Interestingly, group II introns can also cause gene silencing in eukaryotic cells (Chalamcharla et al., 2010; Zerbato et al., 2013). Here, EBS-IBS-based intron-mRNA interactions shut down nuclear gene expression (Qu et al., 2014). Taken together, we conclude that group II introns are inherent and general inhibitors of gene expression.
How the mRNA level is controlled by the intron
By using the in trans system, we revealed that through RNA-RNA interactions, the spliced intron can retarget the mRNA in the cell (Figures 6–7, Figure 6—figure supplement 1 and 2). The intron’s ribozyme activities include reverse splicing into the spliced mRNA, and the SER reaction. Because forward splicing is usually favored in the cell, based on the high splicing efficiency shown in Figure 1B, Figure 1—figure supplements 1–2, we speculate that reverse splicing accounts for a relatively small portion of mRNA loss.
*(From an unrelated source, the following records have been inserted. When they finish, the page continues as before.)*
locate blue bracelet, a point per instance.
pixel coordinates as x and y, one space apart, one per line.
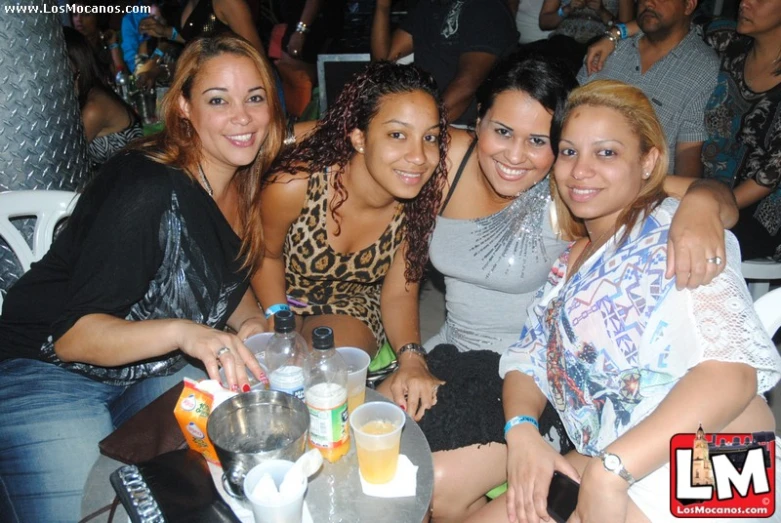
622 30
517 420
276 308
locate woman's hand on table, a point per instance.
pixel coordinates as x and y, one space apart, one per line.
252 326
217 349
413 387
531 462
603 496
295 45
696 236
155 28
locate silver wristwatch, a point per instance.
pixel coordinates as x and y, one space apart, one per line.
612 463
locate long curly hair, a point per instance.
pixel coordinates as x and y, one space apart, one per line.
179 145
329 145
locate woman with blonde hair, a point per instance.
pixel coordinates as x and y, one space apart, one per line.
625 358
152 266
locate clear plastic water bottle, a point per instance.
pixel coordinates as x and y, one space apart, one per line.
326 396
123 84
285 356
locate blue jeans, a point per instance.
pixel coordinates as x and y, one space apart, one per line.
51 422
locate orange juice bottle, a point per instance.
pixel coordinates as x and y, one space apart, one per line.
326 396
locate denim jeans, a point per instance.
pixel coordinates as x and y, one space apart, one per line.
51 422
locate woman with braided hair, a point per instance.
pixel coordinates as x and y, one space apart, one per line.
347 213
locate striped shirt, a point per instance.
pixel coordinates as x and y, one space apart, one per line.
678 85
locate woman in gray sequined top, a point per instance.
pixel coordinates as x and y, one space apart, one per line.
495 242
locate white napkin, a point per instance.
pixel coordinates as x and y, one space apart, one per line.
403 484
240 507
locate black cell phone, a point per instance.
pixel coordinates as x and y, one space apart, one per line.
562 497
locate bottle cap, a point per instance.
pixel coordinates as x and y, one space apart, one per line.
284 321
323 338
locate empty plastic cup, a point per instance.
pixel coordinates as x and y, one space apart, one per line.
357 366
377 429
273 499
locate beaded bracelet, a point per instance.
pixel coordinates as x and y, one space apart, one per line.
276 308
623 33
301 27
518 420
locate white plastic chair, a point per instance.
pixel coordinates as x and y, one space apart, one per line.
768 309
48 208
759 272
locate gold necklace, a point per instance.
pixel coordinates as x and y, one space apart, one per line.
205 181
591 248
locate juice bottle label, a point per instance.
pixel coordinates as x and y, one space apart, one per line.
327 404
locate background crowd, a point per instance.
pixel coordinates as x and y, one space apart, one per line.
535 166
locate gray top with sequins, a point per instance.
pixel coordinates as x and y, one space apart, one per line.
492 268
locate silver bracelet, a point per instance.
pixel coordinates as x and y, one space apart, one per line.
414 348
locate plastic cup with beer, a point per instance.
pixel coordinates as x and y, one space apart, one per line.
377 428
357 366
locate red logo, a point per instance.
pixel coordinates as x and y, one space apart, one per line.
723 475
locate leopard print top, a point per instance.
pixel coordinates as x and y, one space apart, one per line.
323 281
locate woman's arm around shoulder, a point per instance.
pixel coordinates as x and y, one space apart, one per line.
282 200
696 233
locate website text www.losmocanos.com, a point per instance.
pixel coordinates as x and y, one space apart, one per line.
75 9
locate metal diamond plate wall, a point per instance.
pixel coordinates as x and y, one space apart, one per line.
42 143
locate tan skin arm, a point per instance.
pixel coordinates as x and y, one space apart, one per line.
412 387
382 46
527 486
549 17
688 159
94 120
713 393
296 43
473 68
108 341
697 230
750 192
281 203
236 15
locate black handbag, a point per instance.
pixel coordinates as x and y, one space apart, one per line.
175 487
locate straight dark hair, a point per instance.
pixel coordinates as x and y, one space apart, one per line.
544 78
87 72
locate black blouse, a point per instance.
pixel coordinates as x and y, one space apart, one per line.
144 242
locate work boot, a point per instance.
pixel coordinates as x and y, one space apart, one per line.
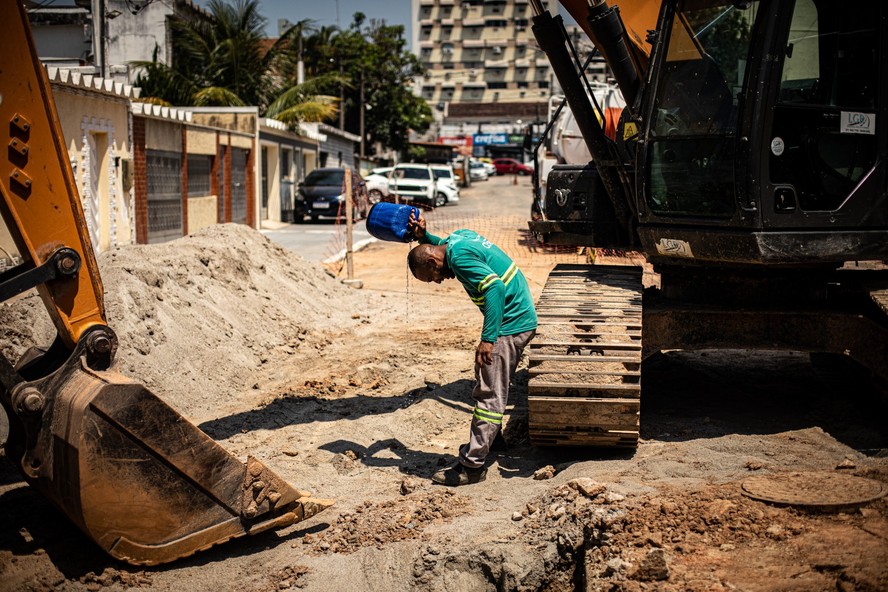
499 443
459 474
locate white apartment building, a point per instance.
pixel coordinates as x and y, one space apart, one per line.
480 51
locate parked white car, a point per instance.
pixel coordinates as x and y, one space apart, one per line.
377 183
477 171
448 192
414 182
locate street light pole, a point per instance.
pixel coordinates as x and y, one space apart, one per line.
361 111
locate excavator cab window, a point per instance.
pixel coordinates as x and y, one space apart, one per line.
823 140
695 109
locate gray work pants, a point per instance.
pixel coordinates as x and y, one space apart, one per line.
491 393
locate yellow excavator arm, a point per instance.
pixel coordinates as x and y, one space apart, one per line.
138 478
639 17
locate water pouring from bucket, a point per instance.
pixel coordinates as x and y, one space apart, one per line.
391 222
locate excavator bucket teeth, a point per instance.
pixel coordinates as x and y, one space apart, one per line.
138 478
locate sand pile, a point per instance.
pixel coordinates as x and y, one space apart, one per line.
202 319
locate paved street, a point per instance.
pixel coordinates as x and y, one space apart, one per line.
325 240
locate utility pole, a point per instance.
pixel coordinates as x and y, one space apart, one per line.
361 110
99 32
341 98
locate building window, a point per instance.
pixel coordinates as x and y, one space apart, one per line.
200 167
164 183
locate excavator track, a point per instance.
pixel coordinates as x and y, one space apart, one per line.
585 360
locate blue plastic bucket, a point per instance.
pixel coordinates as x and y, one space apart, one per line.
388 221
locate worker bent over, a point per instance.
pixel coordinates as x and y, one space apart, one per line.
499 289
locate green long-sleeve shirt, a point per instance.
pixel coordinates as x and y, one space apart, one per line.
492 281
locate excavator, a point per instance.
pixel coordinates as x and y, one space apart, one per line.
138 478
749 168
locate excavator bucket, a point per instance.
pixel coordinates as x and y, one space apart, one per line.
134 475
138 478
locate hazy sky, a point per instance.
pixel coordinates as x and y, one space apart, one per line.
333 12
336 12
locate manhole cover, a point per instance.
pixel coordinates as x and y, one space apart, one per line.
820 490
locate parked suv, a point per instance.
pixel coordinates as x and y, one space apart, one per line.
445 184
510 166
323 194
414 182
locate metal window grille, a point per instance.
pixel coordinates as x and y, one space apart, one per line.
200 168
239 185
164 180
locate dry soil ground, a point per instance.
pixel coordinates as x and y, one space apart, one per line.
360 395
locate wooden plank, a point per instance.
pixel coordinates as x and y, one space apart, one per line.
588 344
579 390
567 370
581 412
566 358
594 439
Additionally, a robust SER, which was also revealed in the in cis system (Figure 6C), splits the 5′-exon from the mRNA, and the free 3′-exon appears to be degraded (Figure 8A).
Although group II introns commonly invade DNA sequences, targeting RNA in vivo has not been previously described. However, RNP invasion of DNA is a relatively unfavorable event (Aizawa et al., 2003), which makes it tempting to speculate that the RNA SER and subsequent RNA degradation may favor DNA invasion and retromobility.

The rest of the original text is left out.